Quand il s’agit de pulvériser la réforme santé d’Obama, les conservateurs n’ont peur de rien : “Le gouvernement veut forcer les gens à avoir une assurance maladie, pourquoi pas, tant qu’on y est, à acheter des brocolis ?” s’est ainsi insurgé Antonin Scalia, l’un des neuf juges de la Cour suprême des Etats-Unis.
Ce républicain plein d’imagination est donc l’un des neuf “sages” (cinq conservateurs et quatre démocrates nommés à vie) qui se sont penchés, trois jours durant, sur la réforme d’Obama pour décider si oui ou non, l’obligation pour tous les Américains de se doter d’une couverture maladie d’ici 2014 constitue une violation de la constitution. Trois jours durant lesquels les conservateurs ont à nouveau dénoncé cette intrusion tyrannique de l’état fédéral dans la vie des citoyens, et ce qu’ils estiment être une atteinte insupportable aux libertés individuelles.
Un projet ambitieux taxé d’abus de pouvoir
Les démocrates ont bien tenté d’arguer qu’on est obligé, après tout, d’assurer sa voiture… Oui, mais on a le choix d’acheter ou non une voiture, ont répondu les républicains… Ah bien sûr ! Car si le gouvernement commence à vouloir protéger la vie des citoyens, ou s’arrêtera-t-il ? Sera-t-on obligé, demain, d’avoir une assurance pour ses funérailles ? De faire de l’exercice deux fois par jours “dans des centres sportifs administrés par le gouvernement” (comprenez socialistes) ? Pourquoi pas, tant qu’on y est, de porter un casque en moto (qui n’est pas obligatoire aux Etats-Unis). Ou encore, donc, de manger des brocolis.

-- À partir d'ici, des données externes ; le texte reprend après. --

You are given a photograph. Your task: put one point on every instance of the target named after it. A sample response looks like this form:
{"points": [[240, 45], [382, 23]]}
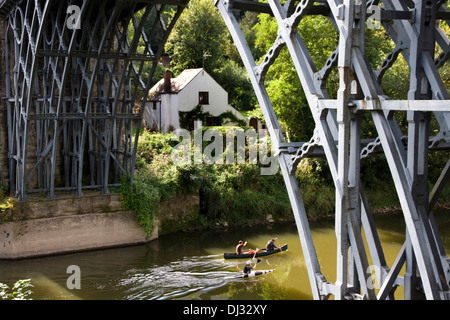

Le projet d’Obama, c’est de permettre aux quelque 32 millions d’Américains qui ne sont pas assez pauvres pour bénéficier de l’assurance publique (Medicaid), mais pas assez riches pour se payer une assurance privée, de se soigner normalement. Que les malades chroniques ne puissent plus être rejetés par les assureurs. Qu’une maladie grave ne risque pas de plonger toute votre famille dans la misère. Que les plus démunis soient protégés en cas d’accident de la vie.
Il proposait aussi d’élargir la couverture maladie des plus pauvres (Medicaid) à 16 millions d’Américains. Plus de la moitié des états ont considéré, à nouveau, qu’il s’agissait d’un abus de pouvoir du gouvernement fédéral.
Le système actuel, en pleine explosion
Certes, en cas d’urgence, on peut toujours aller à l’hôpital, qui ne peut pas refuser un patient, même s’il n’a pas d’argent ni de couverture maladie. Avec la crise, les Américains sont d’ailleurs de plus en plus nombreux à le faire. Ils recevront ensuite des notes pharamineuses : 4.000 dollars pour trois points de sutures, 10.000 dollars pour une nuit aux urgences, 100.000 dollars pour un accouchement difficile… Ceux qui ne peuvent pas payer jettent ces notes à la poubelle, creusant un trou que les hôpitaux tentent de le combler avec ceux qui peuvent payer. Résultat : les primes des assurances privées explosent, et le système avec lui. Les employeurs assurent moins de salariés, et les assurent moins bien. Les jeunes ne s’assurent pas. Les travailleurs indépendants non plus. Les vieux et les malades n’ont pas le choix : aucun assureur n’en veut.
Mercredi, alors que plusieurs centaines de personnes manifestaient en réclamant le maintien de la loi, les juges ont annoncé qu’ils rendraient leur verdict en juin prochain. S’ils décident que cette obligation, pour chacun, d’avoir une assurance maladie, est effectivement contraire à la constitution, la réforme d’Obama, la principale de son mandat, la plus symbolique, la plus forte, sera enterrée. Et pour longtemps.